A British Brewery Built Tiny Pubs for Hedgehogs
Wild British hedgehog populations have been declining, but beer is here to help.
Last year, McDonald’s in Sweden unveiled an irresistibly cute promotion: The “world’s smallest McDonald’s”—a tiny “McHive” built specifically for bees to support dwindling bee populations. Then, in December, a burrito joint in Kentucky opened a tiny pop-up location just for squirrels. But what about British hedgehogs? They, of course, are deserving of a proper pub.
Last week, London’s Camden Town Brewery unveiled tiny pubs for hedgehogs —which live in the wild in the U.K.—created in collaboration with the British Hedgehog Preservation Society. These portable watering holes went up for sale on Thursday for £50 a pop (about $65) and were fittingly dubbed The Hibernation Arms. They “may look like your local,” the brewery wrote, but each pub is actually “a safe place for hedgehogs to hibernate in winter, and birth baby hogs in summer, available to buy for your very own garden.” As two added bonuses, 100-percent of the proceeds went to the Preservation Society, and each pub came with a four-pack of human beer, Camden Hells in Hibernation Lager.
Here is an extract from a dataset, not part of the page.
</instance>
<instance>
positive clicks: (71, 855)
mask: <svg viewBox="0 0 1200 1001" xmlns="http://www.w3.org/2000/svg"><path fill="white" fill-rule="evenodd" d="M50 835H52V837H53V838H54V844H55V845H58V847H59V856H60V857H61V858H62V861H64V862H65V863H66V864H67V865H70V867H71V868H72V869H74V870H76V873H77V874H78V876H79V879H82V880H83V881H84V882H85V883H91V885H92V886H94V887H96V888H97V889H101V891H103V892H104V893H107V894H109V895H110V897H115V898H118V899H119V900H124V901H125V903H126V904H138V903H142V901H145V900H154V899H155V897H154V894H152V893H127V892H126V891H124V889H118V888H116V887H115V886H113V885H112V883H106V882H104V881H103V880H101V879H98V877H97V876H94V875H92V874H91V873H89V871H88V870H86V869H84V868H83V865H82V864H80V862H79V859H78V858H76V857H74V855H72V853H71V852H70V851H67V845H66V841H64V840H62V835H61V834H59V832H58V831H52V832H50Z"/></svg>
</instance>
That beer—a piney, winter take on Camden Town’s signature Hells Lager—will also see a portion of its sales donated to help Britain’s spiny, little mammals. “Hibernation isn’t easy for British wildlife these days. The change in their environment has seen animals such as hedgehogs arrive much later in the year, meaning they’re not able to eat enough to sleep through the cold winter months. And in urban areas, loss of habitat, dangerous roads and pesticide have all limited hedgehogs’ ability to find a safe space to hibernate in winter,” the brewery explained in announcing the hibernation huts. “That’s why we’re supporting the British Hedgehog Preservation Society (BHPS).”
“We are very grateful that Camden Town Brewery is showing support for hedgehogs with its fantastic Hells in Hibernation Lager,” Fay Vass, BHPS’s chief executive, stated. “Hedgehog populations have declined by half in rural areas and by a third in urban ones in the last 20 years so they need all the help they can get. The funds and awareness that this collaboration raises will help us, help hedgehogs.”
Sadly, for those dreaming of giving their hedgehogs a pub to call their own, only 60 Hibernation Arms are being built, and they sold out yesterday morning. However, first, it’d be expensive having a hedgehog pub shipped to America, and second, we don’t have any wild hedgehogs here in the U.S. anyway. Still, if this story has left you longing to help support British hedgehogs, you can donate here. No, they aren't in need of tiny hedgehog-sized bowler hats; they prefer money.